Immunoelectron microscopic localization of sarcoplasmic reticulum proteins in cryofixed, freeze-dried, and low temperature-embedded tissue.

Abstract

Immunoelectron microscopic labeling of calsequestrin on ultra-thin sections of rat ventricular muscle prepared by quick-freezing, freeze-drying, and direct embedding in Lowicryl K4M was compared to that observed on ultra-thin sections prepared by chemical fixation, dehydration in ethanol, and embedding in Lowicryl K4M. Brightfield electron microscopic imaging of cryofixed, freeze-dried, osmicated, and Spurr-embedded rat ventricular tissue showed that the sarcoplasmic reticulum was very well preserved by cryofixation and freeze-drying.
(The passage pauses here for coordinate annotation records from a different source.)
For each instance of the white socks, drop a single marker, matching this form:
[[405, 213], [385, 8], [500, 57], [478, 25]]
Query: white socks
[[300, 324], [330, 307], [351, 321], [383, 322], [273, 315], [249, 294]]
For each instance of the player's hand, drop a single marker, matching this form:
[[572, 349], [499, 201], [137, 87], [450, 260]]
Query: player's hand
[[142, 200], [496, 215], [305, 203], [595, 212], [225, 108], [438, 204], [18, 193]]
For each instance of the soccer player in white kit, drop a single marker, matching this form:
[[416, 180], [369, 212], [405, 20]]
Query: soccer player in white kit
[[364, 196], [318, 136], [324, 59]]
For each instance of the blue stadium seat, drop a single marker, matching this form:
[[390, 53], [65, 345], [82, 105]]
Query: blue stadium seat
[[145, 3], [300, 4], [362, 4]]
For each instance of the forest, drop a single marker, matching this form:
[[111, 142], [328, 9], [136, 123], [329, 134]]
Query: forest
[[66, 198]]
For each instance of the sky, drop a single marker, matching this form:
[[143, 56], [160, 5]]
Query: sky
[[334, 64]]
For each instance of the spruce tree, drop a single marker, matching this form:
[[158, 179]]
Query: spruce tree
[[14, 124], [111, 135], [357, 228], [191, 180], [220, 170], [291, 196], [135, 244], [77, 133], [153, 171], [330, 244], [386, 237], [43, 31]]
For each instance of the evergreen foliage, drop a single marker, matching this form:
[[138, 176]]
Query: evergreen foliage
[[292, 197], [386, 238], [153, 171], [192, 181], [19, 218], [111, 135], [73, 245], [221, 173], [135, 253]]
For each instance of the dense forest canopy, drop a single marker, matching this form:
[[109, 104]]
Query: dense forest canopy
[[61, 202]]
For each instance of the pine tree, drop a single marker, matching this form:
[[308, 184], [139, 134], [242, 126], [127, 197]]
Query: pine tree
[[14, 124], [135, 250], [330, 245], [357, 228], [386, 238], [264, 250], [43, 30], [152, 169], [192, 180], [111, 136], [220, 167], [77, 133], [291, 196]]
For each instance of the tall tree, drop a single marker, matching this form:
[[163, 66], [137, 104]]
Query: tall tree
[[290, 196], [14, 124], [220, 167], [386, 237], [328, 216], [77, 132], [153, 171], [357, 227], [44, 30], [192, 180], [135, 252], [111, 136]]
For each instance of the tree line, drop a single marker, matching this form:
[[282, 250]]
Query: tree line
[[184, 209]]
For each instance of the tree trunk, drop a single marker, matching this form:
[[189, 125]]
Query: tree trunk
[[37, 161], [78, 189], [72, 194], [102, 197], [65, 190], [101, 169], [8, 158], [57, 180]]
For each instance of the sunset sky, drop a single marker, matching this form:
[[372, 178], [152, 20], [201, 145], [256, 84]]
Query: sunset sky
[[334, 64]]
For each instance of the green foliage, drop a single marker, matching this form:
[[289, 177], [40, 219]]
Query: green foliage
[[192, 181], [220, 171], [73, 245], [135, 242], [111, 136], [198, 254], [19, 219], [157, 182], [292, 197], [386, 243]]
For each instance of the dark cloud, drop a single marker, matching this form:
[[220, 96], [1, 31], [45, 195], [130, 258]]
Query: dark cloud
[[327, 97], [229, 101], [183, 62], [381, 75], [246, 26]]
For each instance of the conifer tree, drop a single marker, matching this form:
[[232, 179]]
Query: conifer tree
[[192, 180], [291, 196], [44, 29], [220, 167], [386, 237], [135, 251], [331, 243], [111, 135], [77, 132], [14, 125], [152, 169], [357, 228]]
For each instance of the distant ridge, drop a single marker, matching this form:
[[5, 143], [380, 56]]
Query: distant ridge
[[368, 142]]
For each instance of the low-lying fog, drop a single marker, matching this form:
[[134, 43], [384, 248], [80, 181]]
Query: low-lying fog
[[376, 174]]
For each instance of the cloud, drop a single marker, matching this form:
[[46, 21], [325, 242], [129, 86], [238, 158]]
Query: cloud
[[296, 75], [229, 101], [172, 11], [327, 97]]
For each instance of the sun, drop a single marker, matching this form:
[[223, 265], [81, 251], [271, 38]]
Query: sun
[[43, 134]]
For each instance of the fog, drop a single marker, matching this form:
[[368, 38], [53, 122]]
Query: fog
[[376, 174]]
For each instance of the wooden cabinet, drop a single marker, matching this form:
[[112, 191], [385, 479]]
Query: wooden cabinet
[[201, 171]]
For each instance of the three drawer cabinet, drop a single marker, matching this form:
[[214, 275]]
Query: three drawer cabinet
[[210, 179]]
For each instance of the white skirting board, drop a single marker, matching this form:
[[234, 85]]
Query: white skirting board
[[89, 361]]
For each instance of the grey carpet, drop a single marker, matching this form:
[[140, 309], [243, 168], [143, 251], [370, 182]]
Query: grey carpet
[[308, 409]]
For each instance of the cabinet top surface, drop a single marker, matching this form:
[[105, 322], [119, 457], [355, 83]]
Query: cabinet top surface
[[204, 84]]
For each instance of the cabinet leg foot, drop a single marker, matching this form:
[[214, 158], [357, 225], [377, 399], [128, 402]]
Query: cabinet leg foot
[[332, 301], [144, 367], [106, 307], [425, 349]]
Therefore, the four structurally distinct regions of the sarcoplasmic reticulum (i.e., the network SR, the junctional SR, the corbular SR, and the cisternal SR) were easily identified even when myofibrils were less than optimally preserved. As previously shown by immunoelectron microscopic labeling of ultra-thin frozen sections of chemically fixed tissue, calsequestrin was confined to the lumen of the junctional SR and of a specialized non-junctional (corbular) SR, and was absent from the lumen of network SR in cryofixed, freeze-dried, Lowicryl-embedded myocardial tissue. In addition, a considerable amount of calsequestrin was also present in the lumen of a different specialized region of the non-junctional SR, called the cisternal sarcoplasmic reticulum. By contrast, relocation of calsequestrin to the lumen of the network SR was observed to a variable degree in chemically fixed, ethanol-dehydrated, and Lowicryl-embedded tissue. We conclude that tissue preparation by cryofixation, freeze-drying, and direct embedding in Lowicryl K4M for immunoelectron microscopic localization of diffusible proteins, such as calsequestrin, is far superior to that obtained by chemical fixation, ethanol dehydration, and embedding in Lowicryl K4M.